Because they’d taken up a house that stood at the base of the Heart Watchtower of Ryphqi City, one of the seven total that Rhyshladlyn had raised before his disappearance. Had settled in and helped the City rebuild in the aftermath of the war and the attack that had leveled it because she’d sworn she could still feel Rhyshladlyn’s magick still thickening the air. Had sworn that even though he was clearly lost to them, it felt like he was still here when she walked the streets, when she touched her hands to the stone of the Watchtowers he’d tethered himself, Azriel, Relyt, and Jerald to. Had sworn that she would do what he would have had he been alive in his honor, in his stead. And staring at the Heart Watchtower, she felt hope swell in her chest. Even though she knew it was likely nothing more than her mind trying to make his loss easier on her heart, it didn’t stop her from feeling it.

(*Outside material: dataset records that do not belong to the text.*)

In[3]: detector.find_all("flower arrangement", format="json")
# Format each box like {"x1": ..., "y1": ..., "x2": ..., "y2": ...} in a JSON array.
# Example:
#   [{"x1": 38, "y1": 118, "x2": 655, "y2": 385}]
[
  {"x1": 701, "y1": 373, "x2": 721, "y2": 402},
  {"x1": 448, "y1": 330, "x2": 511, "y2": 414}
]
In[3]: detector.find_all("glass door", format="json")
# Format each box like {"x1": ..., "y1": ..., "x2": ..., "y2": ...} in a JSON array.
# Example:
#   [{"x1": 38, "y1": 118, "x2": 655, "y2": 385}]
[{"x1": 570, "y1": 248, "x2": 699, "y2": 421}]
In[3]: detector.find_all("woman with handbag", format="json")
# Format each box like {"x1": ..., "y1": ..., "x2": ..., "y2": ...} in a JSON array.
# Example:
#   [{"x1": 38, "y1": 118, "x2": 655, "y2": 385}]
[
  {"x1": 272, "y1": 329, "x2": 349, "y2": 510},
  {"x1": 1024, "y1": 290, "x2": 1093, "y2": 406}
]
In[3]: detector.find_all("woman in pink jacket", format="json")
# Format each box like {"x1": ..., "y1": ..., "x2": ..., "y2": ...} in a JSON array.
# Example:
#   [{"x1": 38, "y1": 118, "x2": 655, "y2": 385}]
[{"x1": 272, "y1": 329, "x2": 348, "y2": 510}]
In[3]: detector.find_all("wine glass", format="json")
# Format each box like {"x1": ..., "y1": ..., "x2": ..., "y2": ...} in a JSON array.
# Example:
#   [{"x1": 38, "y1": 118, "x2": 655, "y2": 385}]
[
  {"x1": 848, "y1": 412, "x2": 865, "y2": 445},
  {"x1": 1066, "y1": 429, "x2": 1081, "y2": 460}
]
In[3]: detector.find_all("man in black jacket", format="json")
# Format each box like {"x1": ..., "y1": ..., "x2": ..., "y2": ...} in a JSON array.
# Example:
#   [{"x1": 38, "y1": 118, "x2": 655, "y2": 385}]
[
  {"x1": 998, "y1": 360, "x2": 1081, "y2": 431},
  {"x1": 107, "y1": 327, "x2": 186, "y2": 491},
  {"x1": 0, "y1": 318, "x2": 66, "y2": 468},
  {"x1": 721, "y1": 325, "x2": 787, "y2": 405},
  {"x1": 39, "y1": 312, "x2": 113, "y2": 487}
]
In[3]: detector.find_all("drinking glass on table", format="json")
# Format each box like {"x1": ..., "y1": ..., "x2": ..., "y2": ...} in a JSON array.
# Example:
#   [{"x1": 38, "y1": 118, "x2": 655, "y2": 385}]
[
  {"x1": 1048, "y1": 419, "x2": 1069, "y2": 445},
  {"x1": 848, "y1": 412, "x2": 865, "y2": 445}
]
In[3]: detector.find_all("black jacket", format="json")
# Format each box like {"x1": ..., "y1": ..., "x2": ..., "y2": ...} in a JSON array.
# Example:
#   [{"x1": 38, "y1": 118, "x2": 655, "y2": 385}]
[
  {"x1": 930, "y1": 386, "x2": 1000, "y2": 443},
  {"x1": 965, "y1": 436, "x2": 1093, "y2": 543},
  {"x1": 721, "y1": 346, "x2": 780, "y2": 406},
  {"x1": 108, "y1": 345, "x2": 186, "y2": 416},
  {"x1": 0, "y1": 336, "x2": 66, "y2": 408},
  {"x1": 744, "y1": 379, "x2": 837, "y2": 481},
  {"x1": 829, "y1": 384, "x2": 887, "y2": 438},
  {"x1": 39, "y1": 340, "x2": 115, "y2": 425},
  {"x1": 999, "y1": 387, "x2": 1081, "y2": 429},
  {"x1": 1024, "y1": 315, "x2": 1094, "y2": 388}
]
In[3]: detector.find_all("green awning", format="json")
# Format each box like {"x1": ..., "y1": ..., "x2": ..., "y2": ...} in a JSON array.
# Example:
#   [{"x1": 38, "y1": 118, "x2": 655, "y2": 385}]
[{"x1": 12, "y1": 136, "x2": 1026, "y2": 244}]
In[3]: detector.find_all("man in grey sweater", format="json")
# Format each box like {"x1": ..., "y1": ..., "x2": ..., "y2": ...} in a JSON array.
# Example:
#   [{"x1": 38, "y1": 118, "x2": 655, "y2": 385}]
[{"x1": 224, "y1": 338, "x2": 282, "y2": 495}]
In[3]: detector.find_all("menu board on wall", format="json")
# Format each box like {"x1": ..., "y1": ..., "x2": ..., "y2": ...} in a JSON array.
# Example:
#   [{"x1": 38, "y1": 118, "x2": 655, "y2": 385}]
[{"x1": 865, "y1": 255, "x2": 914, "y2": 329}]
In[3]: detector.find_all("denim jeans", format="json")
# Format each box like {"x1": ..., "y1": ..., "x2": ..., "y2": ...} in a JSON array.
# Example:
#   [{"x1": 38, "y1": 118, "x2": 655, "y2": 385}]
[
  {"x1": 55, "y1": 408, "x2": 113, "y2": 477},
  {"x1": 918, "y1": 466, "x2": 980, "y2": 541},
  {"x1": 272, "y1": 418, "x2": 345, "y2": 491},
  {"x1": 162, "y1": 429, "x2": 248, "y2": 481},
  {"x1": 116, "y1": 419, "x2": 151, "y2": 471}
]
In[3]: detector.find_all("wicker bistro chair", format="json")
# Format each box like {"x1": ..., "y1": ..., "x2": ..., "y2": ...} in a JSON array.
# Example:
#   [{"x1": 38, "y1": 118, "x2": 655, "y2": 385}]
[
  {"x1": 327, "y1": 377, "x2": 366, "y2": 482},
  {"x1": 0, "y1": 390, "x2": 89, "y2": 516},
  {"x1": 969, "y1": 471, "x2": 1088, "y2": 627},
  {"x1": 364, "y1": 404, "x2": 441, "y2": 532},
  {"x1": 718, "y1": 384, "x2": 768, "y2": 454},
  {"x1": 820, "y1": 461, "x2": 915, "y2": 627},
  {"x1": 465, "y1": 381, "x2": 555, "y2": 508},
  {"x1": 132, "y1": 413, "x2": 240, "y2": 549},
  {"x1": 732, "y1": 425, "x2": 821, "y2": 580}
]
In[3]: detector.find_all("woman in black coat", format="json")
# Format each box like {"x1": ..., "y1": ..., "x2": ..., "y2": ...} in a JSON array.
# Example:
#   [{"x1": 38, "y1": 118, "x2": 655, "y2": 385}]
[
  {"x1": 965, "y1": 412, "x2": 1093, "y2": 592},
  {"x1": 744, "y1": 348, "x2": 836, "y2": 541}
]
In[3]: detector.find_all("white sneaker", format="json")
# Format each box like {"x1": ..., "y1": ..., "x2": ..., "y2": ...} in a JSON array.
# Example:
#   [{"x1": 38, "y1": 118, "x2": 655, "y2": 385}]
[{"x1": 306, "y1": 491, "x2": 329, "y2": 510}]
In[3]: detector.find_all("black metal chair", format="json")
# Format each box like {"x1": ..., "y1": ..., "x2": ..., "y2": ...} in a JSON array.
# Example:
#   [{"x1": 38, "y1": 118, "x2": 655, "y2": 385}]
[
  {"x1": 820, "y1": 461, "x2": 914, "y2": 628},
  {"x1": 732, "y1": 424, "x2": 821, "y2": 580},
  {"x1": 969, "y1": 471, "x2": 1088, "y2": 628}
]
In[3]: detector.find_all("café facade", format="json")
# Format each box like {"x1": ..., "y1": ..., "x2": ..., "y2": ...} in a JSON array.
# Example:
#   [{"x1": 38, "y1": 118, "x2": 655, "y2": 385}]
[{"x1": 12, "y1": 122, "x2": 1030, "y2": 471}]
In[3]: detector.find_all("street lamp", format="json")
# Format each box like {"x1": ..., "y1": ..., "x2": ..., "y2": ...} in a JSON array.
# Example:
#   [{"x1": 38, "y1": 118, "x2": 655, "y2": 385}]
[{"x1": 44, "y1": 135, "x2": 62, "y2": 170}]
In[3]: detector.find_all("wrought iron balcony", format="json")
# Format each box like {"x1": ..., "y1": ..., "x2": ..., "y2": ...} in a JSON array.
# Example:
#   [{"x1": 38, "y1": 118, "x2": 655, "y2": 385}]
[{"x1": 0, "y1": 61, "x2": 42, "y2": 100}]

In all the years that had passed from the day she and Adïmshyl had built their new home here, she had never once thought she’d be standing where she was right now. Never thought she’d feel hope so strong it stole her breath and made her heart feel five sizes too big for her chest. Never thought she’d cry with a relief she knew she shouldn’t sink into yet while Adïmshyl held her.
But that didn’t stop her hopes from raising, didn’t stop her from wrapping that relief around her grief-laden shoulders like a blanket to stave off the winter cold. Especially as she stood and watched the Heart Watchtower glow, as she watched it get brighter, humming like a heartbeat as its glow dimmed and brightened, dimmed and brightened at regular intervals, reminding her of how Shiran City had used to glow before Rhyshladlyn had pulled it beneath the roiling Shiraniqi Desert sands. As she watched that glow spread to the buildings that surrounded it, the same awareness she’d felt that night all those centuries ago when Rhyshladlyn had woken the City once again went slip sliding along her skin.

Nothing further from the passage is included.